Ve sonra insanlar. aşk avı. Ve avlanma sayesinde turlar yeryüzünden silindi. Önce Kuzey Afrikalı, sonra Mezopotamyalılar yoktu ... Yakında, turlar sadece Orta Avrupa'da kaldı, ancak Orta Çağ'daki ormansızlaşma ve 15. yüzyılda aktif avlanma nedeniyle, vahşi boğalar yalnızca modern topraklarda kaldılar. ulaşılması zor ormanlarda saklandı. 16. yüzyılın sonunda, turlar korunmaya başlandı, ancak çok geçti. O zamana kadar, sadece Varşova yakınlarında yaşıyorlardı ve sayıları keskin bir şekilde azaldı. Ve 1620'de, yedi yıl sonra doğal sebeplerden ölen sadece bir kadın hayatta kaldı. Böylece turlar yeryüzünden kayboldu.

Bugün bilim adamları, bu şaşırtıcı hayvanların popülasyonunu canlandırma girişimlerini bırakmıyorlar.
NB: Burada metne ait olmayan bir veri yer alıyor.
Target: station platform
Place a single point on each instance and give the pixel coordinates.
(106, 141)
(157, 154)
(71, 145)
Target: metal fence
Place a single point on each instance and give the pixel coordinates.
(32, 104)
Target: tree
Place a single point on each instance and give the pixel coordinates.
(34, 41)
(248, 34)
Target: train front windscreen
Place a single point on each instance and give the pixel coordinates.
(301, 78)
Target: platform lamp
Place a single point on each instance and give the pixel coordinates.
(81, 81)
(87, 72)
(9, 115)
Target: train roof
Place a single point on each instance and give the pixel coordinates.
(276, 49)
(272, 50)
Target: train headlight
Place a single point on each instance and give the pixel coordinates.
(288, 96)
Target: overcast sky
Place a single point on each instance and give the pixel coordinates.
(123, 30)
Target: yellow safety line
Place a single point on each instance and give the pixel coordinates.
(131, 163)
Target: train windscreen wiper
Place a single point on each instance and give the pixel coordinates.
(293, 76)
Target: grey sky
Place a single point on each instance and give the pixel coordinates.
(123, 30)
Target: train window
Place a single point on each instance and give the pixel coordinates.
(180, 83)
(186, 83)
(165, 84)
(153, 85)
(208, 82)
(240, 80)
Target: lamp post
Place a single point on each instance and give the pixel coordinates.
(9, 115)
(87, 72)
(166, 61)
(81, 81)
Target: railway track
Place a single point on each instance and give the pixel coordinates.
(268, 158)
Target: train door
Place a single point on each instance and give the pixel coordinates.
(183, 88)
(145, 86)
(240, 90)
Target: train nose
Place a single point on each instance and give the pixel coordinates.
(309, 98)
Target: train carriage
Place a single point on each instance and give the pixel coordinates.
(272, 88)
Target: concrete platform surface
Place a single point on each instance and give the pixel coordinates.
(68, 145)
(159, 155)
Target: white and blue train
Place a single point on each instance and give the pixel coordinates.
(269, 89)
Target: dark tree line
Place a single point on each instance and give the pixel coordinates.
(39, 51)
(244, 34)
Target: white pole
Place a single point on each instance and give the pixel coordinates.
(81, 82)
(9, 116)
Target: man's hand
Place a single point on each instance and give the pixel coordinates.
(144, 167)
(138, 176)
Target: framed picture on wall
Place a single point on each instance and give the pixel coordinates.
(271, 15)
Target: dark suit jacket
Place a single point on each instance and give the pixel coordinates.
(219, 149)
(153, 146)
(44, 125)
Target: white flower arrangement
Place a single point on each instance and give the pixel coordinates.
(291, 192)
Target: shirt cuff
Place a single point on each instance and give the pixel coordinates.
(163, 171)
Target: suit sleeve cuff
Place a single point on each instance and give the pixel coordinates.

Eski türlere en çok benzeyen modern boğa türleriyle (özellikle İspanyol ve İtalyan türleriyle) deneyler yapıyorlar, ancak ne yazık ki girişimler istenen sonuca yol açmıyor.

HİTLER'İN BAŞARISIZ PLANI

Bu arada, Naziler bir zamanlar benzer bir sorunla karşı karşıya kaldı. 1930'larda, tarih öncesi manzarayı ve flora ve faunasını restore etmek için bir proje vardı. Goering projenin küratörü oldu ve Heinz ve Lutz Heck kardeşler geçmiş türlerin yeniden canlandırılması üzerinde çalıştılar. Lutz, Berlin Hayvanat Bahçesi'nin müdürüydü ve Heinz, Münih Hayvanat Bahçesi'nin müdürüydü. Hitler iktidara gelmeden çok önce, kardeşler turu ve orman muşambasını yeniden yaratmaya başladılar. Yeni turlar çıkarmaları yaklaşık 14 yıl sürdü. Onları yaratmak için oldukça agresif İspanyol boğaları ve bizonları aldılar. Her ikisi de özenle seçilmişti çünkü yeni turun büyük bir vücut ağırlığına ve uzun boynuzlara sahip olması gerekiyordu.

1932'de "Heck bull" olarak adlandırılan bir canavar doğdu, ancak turdan uzaktı. Hake sadece 600 kg ağırlığındaydı ve renk aynı değildi. Belki de hakeleri turlarla birleştiren tek şey, kesinlikle her şeye yönelik saldırganlıklarıydı: insanlara, hayvanlara, ağaçlara.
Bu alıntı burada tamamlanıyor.